- Introduction
- Donner une partie de ses biens de son vivant
- Rédiger un testament
- Transmettre un capital avec l’assurance-vie
Transmission de patrimoine
Donner une partie de ses biens de son vivant
Les différentes formes de donation
Il existe différents types de donation. Tout dépend de la ou les personne(s) à qui vous voulez transmettre vos biens :
Répartir ses biens entre ses enfants : la donation partage
Si vous souhaitez mettre tous vos enfants sur le même plan, une donation partage parait préférable à des dons isolés. Elle comporte de nombreux avantages car elle vous permet de :
- faire d’une pierre deux coups : de consentir une donation à chacun de vos enfants et d’anticiper sur le règlement de votre succession en partageant une partie de vos biens entre eux. D’une certaine manière, elle vous permet de prévenir toute difficulté qui pourrait survenir lors du partage et de limiter les risques de conflit ;
- s’affranchir des règles du rapport, au moins à hauteur des biens compris dans l’acte, dans la mesure où une donation partage à la différence d’une donation ordinaire n’est pas rapportable à votre succession. Autrement dit, lors du règlement de la succession, les biens compris dans la donation partage n’auront pas à être réévalués comme pour une donation ordinaire et ceux de vos enfants dont les biens auront pris de la valeur n’auront pas à indemniser leurs frères et sœurs ;
- consentir une donation partage à vos enfants. Si vous êtes marié, vous pouvez consentir ensemble une donation partage à vos enfants. Si vous êtes à la tête d’une famille recomposée, il est possible d’associer dans la même donation partage vos enfants communs ainsi que vos enfants et/ou ceux de votre conjoint nés d’une précédente union. Les enfants communs du couple peuvent recevoir aussi bien des biens propres que des biens communs au couple. Les enfants nés d’une précédente union peuvent recevoir des biens propres de leur père ou mère ainsi que des biens communs, avec l’accord de leur belle-mère ou beau-père (mais pas des biens propres de leur belle-mère ou beau-père).
Répartir ses biens sur deux générations : la donation partage transgénérationnelle
Des grands-parents peuvent faire une donation-partage associant leurs enfants et leurs petits-enfants, même si tous leurs enfants sont vivants au moment de la donation. A une condition toutefois : il faut que leurs enfants acceptent que leurs propres enfants reçoivent à leur place tout ou partie de leurs droits dans la succession de leurs parents.
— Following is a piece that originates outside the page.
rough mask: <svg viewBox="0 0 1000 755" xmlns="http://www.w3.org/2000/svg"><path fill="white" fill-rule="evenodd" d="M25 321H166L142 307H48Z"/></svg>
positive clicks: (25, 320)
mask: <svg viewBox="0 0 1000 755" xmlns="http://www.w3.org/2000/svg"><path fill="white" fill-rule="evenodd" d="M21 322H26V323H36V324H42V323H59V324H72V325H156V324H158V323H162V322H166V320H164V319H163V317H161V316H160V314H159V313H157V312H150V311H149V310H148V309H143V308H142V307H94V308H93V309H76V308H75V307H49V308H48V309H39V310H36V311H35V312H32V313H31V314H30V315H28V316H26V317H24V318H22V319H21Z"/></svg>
Sous cette réserve, les grands-parents disposent de la plus grande liberté pour partager leurs biens. Si le donateur a plusieurs enfants, il peut consentir une donation-partage à tous ses enfants et petits-enfants ou seulement à certains d’entre eux (il faut toutefois qu’un de ses enfants participe à l’acte car à défaut il ne s’agirait plus d’une donation partage). Par exemple, un donateur qui a deux fils et une fille, sans enfant, peut faire une donation partage au profit de sa fille et des enfants de ses deux fils. Si le donateur n’a qu’un seul enfant, il peut consentir la donation-partage à son enfant et à ses petits-enfants ou uniquement à ses petits-enfants. Au décès du donateur, pour déterminer si chaque enfant a bien reçu sa part de réserve, on tiendra compte de ce que ses propres enfants ont reçu.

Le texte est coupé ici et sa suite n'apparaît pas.